Dorothy looked after him with mingled feelings, dread of what he might do, vexation, and a little shame that he should have so easily surprised her secret; though, indeed, she preferred that Tinker should have discovered it rather than anyone else in the world. Then her sure knowledge of his discretion eased her anxiety, and the consideration of his able imagination and versatile ingenuity set a new and strong hope springing up in her.

Tinker strolled along to the Café du Printemps, and found his father sitting before it on the usual uncomfortable little chair before the usual white-topped table. He saw that his father's face wore the same expression as Dorothy's had worn before he had insisted on coming to her aid. Then he saw, with something of a shock, that a glass of absinthe stood on the table. Things must, indeed, be in a bad way if his father drank absinthe at half-past ten in the morning.

However, he hid his disapproval, and sitting down on another uncomfortable chair, he said gently, "What does it mean when a lady is compromised, sir?"

"It means that some accident or other has given malignant fools a chance of gossipping about her," said Sir Tancred in an unamiable tone.

"And the man has to marry her?"

"Of course he has," snapped Sir Tancred.

"Ah!" said Tinker with supreme thoughtful satisfaction.
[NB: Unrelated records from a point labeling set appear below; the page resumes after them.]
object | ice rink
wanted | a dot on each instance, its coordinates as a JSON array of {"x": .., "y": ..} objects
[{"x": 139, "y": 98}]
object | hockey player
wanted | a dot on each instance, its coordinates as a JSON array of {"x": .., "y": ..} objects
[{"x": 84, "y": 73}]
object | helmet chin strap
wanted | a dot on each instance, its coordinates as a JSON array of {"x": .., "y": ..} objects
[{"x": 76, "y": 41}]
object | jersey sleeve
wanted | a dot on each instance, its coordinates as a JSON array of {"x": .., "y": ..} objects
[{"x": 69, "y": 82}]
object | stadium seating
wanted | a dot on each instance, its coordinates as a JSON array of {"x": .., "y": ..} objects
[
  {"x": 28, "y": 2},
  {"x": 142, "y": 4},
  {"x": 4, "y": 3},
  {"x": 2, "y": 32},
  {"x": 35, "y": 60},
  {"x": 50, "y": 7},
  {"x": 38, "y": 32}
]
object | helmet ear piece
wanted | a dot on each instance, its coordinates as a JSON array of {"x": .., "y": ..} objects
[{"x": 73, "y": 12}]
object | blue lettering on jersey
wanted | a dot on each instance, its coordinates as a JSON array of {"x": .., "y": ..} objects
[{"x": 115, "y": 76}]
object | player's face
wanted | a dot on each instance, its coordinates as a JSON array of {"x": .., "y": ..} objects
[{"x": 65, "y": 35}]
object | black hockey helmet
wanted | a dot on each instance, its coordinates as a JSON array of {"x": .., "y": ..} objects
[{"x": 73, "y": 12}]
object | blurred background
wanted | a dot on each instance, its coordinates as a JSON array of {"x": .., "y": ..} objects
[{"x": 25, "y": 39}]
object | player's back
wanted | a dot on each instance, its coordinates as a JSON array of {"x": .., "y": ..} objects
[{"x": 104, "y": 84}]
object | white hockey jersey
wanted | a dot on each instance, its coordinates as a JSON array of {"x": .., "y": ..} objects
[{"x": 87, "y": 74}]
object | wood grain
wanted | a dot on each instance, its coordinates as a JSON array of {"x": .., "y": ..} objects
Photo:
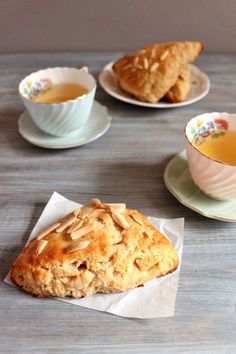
[{"x": 125, "y": 165}]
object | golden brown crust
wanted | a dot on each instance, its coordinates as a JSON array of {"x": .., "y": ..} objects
[
  {"x": 149, "y": 73},
  {"x": 180, "y": 90},
  {"x": 104, "y": 255}
]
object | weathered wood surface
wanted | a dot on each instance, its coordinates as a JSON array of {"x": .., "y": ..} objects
[{"x": 127, "y": 165}]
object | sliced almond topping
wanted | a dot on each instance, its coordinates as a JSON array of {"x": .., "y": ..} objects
[
  {"x": 138, "y": 66},
  {"x": 164, "y": 55},
  {"x": 148, "y": 232},
  {"x": 142, "y": 51},
  {"x": 127, "y": 66},
  {"x": 136, "y": 60},
  {"x": 47, "y": 231},
  {"x": 40, "y": 246},
  {"x": 120, "y": 220},
  {"x": 75, "y": 226},
  {"x": 145, "y": 63},
  {"x": 137, "y": 219},
  {"x": 81, "y": 232},
  {"x": 77, "y": 211},
  {"x": 97, "y": 203},
  {"x": 117, "y": 207},
  {"x": 78, "y": 246},
  {"x": 154, "y": 67},
  {"x": 153, "y": 53},
  {"x": 66, "y": 223}
]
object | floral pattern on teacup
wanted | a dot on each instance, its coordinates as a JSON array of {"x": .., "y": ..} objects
[
  {"x": 203, "y": 130},
  {"x": 32, "y": 89}
]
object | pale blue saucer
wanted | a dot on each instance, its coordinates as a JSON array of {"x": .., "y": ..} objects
[{"x": 97, "y": 125}]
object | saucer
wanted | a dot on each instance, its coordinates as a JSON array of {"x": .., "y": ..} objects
[
  {"x": 200, "y": 85},
  {"x": 97, "y": 125},
  {"x": 179, "y": 182}
]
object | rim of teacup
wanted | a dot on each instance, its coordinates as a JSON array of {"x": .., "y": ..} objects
[
  {"x": 211, "y": 114},
  {"x": 28, "y": 77}
]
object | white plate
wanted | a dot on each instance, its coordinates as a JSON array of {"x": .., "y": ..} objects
[
  {"x": 179, "y": 182},
  {"x": 200, "y": 85},
  {"x": 97, "y": 125}
]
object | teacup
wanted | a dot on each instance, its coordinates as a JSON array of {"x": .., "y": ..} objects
[
  {"x": 215, "y": 176},
  {"x": 61, "y": 118}
]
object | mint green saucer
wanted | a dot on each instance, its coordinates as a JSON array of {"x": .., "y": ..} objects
[{"x": 179, "y": 182}]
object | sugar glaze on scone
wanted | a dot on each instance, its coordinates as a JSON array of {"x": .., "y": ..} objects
[{"x": 99, "y": 248}]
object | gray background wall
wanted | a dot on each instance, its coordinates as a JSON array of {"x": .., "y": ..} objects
[{"x": 70, "y": 25}]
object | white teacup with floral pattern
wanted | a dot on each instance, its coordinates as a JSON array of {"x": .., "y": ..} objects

His father looked at him for a good minute with considerable suspicion, wondering what new mischief he was hatching. But Tinker looked like a guileless seraph pondering the innocent joys of the Islands of the Blessed, to a degree which made such a suspicion a very shameful thing indeed. Partly reassured, Sir Tancred returned to his brooding: he was angry with himself because he felt helpless in an impasse. On the one hand, he could not bring himself to fly from Dorothy; on the other, he could not bring himself to abate his pride, and ask her to marry him. She was so rich; Septimus Rainer had talked of settling five million dollars on her. He looked again at the pondering Tinker; and his helpless irritation found the natural English vent in grumbling.